Médicos y abogados de presos de ETA han exigido este jueves la "inmediata" puesta en libertad de un centenar de reclusos "aplicando las vías que la legislación penitenciaria y penal recoge" para los presos con enfermedades graves e incurables, los que cumplen los 70 años de edad durante la condena y los que tienen cumplidas tres cuartas partes de la condena.

Asimismo, han reclamado el traslado a un centro penitenciario cercano al domicilio familiar y la progresión a una clasificación de grado "acorde a la situación personal y penitenciaria" de reclusos con trastornos psicológicos, mayores de 60 años, con más de la mitad de la condena cumplida, mujeres que se encuentran solas, y madres y padres con hijos menores de edad.

En una comparecencia en Bilbao, las médicos Mati Iturralde y Miren Arana y los abogados Haizea Ziluaga e Iñaki Zugadi han presentado un informe sobre las condiciones de cumplimiento de condena de los 280 presos, que cifra en 24 los reclusos que presentan diagnósticos graves e incurables.

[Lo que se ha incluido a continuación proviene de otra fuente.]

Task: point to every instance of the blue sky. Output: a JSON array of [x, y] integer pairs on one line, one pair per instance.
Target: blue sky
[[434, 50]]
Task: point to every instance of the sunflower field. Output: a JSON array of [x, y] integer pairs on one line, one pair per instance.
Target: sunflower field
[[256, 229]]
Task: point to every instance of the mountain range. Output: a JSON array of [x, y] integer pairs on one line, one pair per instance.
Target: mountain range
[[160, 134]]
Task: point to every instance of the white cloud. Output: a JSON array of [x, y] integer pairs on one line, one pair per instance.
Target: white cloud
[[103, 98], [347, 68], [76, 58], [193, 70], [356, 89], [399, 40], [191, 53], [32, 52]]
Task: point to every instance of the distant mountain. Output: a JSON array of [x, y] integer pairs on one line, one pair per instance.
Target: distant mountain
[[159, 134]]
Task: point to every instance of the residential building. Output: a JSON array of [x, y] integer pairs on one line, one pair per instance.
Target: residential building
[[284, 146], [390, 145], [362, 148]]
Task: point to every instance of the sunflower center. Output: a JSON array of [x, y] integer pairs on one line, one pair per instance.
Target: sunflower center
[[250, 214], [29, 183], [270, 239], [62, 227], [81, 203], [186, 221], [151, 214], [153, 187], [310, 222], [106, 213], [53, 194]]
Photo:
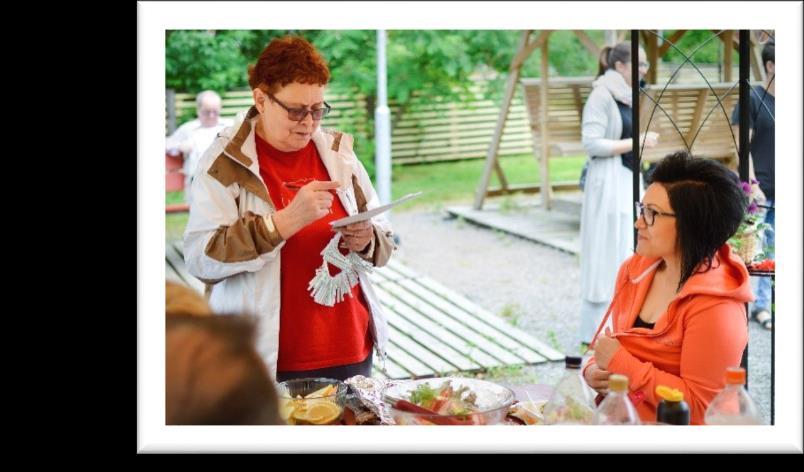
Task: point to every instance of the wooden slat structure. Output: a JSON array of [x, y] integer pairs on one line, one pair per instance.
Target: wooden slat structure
[[688, 117], [423, 132], [433, 331], [541, 119]]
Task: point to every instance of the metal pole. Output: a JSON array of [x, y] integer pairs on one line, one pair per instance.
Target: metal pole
[[635, 120], [745, 68], [171, 104], [382, 125]]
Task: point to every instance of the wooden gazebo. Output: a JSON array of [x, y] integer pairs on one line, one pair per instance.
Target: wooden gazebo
[[527, 45]]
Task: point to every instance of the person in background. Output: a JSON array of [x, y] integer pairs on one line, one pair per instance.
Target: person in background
[[762, 167], [194, 137], [607, 208]]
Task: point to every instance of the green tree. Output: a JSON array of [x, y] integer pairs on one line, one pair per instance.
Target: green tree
[[424, 66]]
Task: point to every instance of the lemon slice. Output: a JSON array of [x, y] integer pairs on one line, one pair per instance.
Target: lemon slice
[[323, 412], [669, 394], [323, 392]]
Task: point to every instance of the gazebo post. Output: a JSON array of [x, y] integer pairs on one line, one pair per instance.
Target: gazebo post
[[545, 171]]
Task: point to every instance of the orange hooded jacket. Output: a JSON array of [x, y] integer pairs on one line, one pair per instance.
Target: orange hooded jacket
[[703, 331]]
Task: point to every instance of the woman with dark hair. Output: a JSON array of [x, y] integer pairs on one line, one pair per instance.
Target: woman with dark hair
[[259, 232], [607, 210], [678, 317]]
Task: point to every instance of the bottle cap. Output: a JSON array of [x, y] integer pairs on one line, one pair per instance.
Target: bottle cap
[[669, 394], [735, 375], [572, 362]]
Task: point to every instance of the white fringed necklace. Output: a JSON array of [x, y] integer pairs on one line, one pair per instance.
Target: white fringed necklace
[[328, 290]]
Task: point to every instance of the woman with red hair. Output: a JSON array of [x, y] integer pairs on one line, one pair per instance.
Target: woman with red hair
[[263, 198]]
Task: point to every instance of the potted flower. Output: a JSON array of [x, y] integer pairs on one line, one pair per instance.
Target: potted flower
[[747, 240]]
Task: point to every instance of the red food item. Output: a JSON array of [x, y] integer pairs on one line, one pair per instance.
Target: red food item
[[405, 405]]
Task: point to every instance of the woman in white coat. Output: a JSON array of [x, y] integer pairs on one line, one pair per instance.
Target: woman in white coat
[[607, 212], [264, 196]]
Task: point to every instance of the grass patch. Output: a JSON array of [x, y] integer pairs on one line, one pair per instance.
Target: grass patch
[[457, 181], [511, 313]]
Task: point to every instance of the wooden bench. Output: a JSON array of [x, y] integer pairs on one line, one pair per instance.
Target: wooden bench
[[433, 331], [703, 127], [565, 100]]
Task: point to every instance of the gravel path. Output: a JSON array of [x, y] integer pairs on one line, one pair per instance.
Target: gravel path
[[532, 286]]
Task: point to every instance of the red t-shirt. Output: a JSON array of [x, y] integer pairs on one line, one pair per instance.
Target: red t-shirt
[[311, 336]]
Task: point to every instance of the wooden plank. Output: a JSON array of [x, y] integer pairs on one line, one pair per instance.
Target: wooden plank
[[671, 40], [466, 347], [477, 311], [544, 159], [495, 333], [435, 345], [590, 45], [695, 123], [435, 365], [459, 329], [494, 146]]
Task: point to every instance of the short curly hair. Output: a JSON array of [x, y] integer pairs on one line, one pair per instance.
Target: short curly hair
[[286, 60]]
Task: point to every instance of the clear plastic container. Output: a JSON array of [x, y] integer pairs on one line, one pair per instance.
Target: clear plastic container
[[572, 401], [733, 405], [616, 408]]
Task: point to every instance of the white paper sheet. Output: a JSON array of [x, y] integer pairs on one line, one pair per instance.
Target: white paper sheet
[[373, 212]]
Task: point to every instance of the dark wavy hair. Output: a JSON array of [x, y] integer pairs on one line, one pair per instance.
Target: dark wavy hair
[[769, 53], [709, 204]]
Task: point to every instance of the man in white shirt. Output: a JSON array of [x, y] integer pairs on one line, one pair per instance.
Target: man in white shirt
[[194, 137]]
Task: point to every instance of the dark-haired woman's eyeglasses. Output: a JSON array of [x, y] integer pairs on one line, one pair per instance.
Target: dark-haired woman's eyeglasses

De ellos, dos se encuentran en su domicilio con prisión atenuada y tres en centros penitenciarios vascos en segundo grado.

Según han asegurado los dos abogados, la legislación actual en relación a personas con enfermedades graves e incurables "es clara" y recoge que "deben salir de prisión". A pesar de ello, han indicado, las solicitudes de libertad en aplicación de la legislación vigente han sido rechazadas en más de la mitad de los casos y "en otros estamos esperando respuesta", en algunos casos con una demora de más de un año.

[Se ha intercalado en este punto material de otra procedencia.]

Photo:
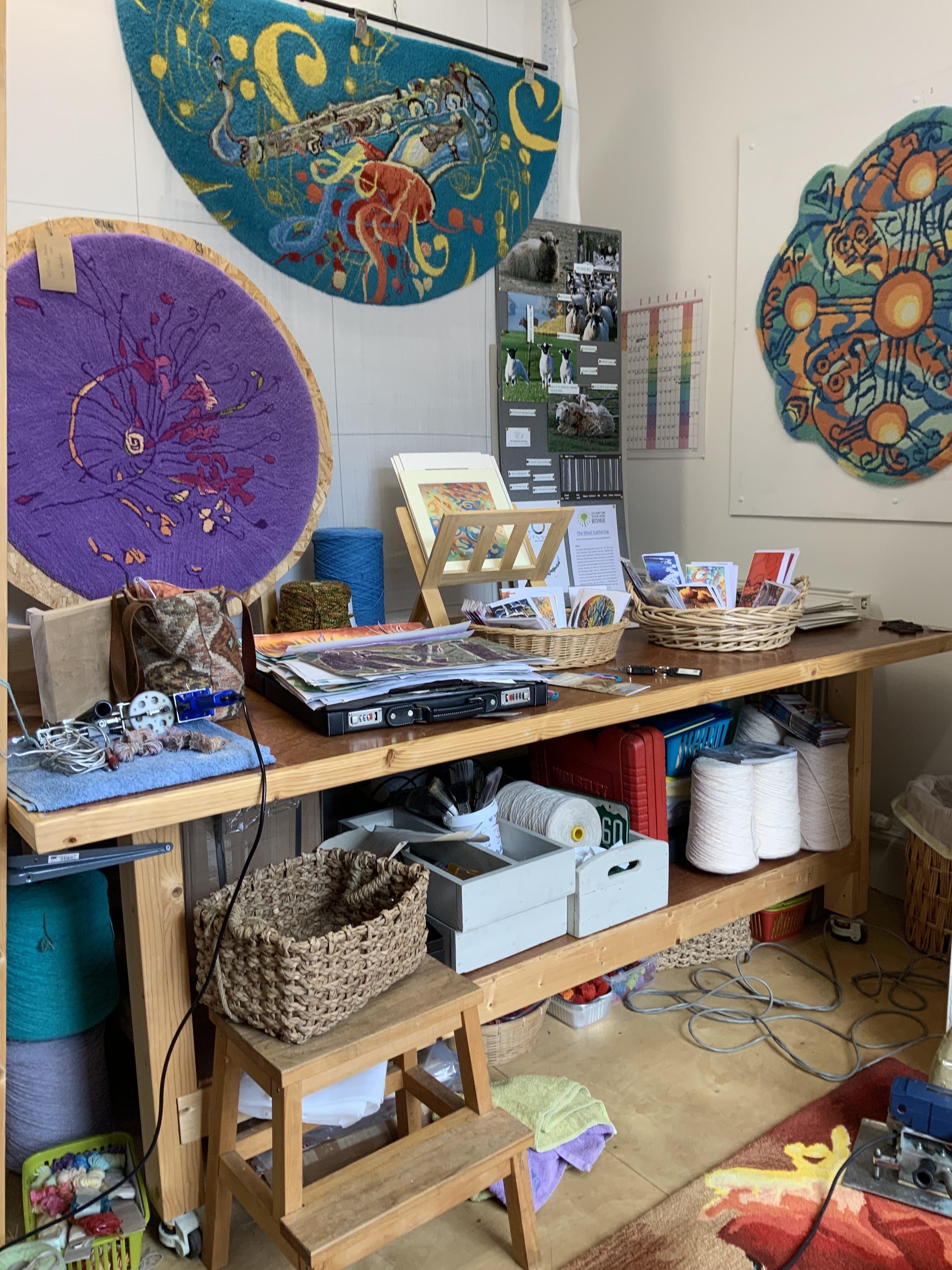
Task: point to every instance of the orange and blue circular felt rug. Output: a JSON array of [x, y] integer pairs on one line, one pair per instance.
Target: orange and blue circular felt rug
[[384, 169]]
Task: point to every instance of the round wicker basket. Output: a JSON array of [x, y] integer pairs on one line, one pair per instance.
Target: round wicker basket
[[506, 1039], [568, 647], [723, 630], [928, 903]]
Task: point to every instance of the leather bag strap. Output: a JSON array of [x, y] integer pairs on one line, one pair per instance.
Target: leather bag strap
[[249, 661]]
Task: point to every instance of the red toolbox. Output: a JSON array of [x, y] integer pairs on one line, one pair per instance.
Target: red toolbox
[[625, 765]]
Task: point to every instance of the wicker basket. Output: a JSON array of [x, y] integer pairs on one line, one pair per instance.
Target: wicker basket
[[568, 647], [311, 940], [723, 630], [717, 945], [507, 1039], [928, 906]]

Entre estos 24 presos, han añadido, existen media docena de casos "especialmente alarmantes", sin que se hayan visto "solucionados" ni "agilizados". En este sentido, han denunciado la "inacción patente" de la Administración penitenciaria ya que debería "actuar de oficio" en casos de presos enfermos.

Por otro lado, Arana e Ituarralde han alertado de que un 20% de los presos siguen terapia psicológica y se dan algunos casos de "trastornos relacionados con la llamada prisonización que son especialmente severos".

En función de los datos que han aportado, continúan en prisión tres reclusos mayores de 70 años, otros trece mayores de 65 y 19 mayores de 60, para los que consideran que se deberían adoptar "medidas alternativas al cumplimiento íntegro de la pena", dado que la estancia en la cárcel "acelera el envejecimiento".

En este sentido, los abogados han indicado que el Código Penal contempla que "los presos septuagenarios pueden ser progresados a tercer grado por motivos humanitarios y de dignidad personal, y por su escasa peligrosidad" y también "se les podrá conceder la libertad provisional".

El informe señala, asimismo, que un 55,3% de los reclusos (155 personas) ha sobrepasado los 15 años de encarcelamiento y el 80% (224) ha cumplido "entre la mitad y la casi totalidad de las larguísimas condenas a las que fueron condenados". En concreto, 98 han cumplido las tres cuartas partes y por ello, han asegurado, no se les debería "poner traba alguna para acceder a la libertad condicional".

LA LECTURA MÁS RESTRICTIVA

Ziluaga y Zugadi han censurado que "la práctica totalidad de los presos vascos llega a la extinción de las tres cuartas partes de la condena clasificados como el primer día, en primer grado" y, mediante esa "artimaña" que supone "el bloqueo" de progresión de grado, "se impide de hecho a todos cumplir con uno de los requisitos exigibles para obtener la libertad condicional, estar en tercer grado".

"Haciendo la más restrictiva de las lecturas posibles del Código Penal, se les condena a un cumplimiento íntegro y total de la condena, sean cuales sean sus condiciones personales, edad, enfermedad, sea cual sea su conducta en prisión y aunque sea constatable la nula posibilidad de reincidencia", han lamentado.

Finalmente, el informe alude a la situación de las presas, de las que doce se encuentran "encarceladas en soledad, sin ninguna compañera", ocho son madres de hijos menores de 18 años y cuatro conviven con sus hijos menores de tres años en prisión.

Preguntados sobre el posible acercamiento de presos por parte del nuevo Gobierno de Pedro Sánchez, han eludido pronunciarse porque "los términos políticos" corresponden a "otras ventanillas". "Nosotros exigimos a Instituciones Penitenciarias y al Juzgado Central de Vigilancia Penitenciaria que cumplan con la ley", ha indicado Iñaki Zugadi.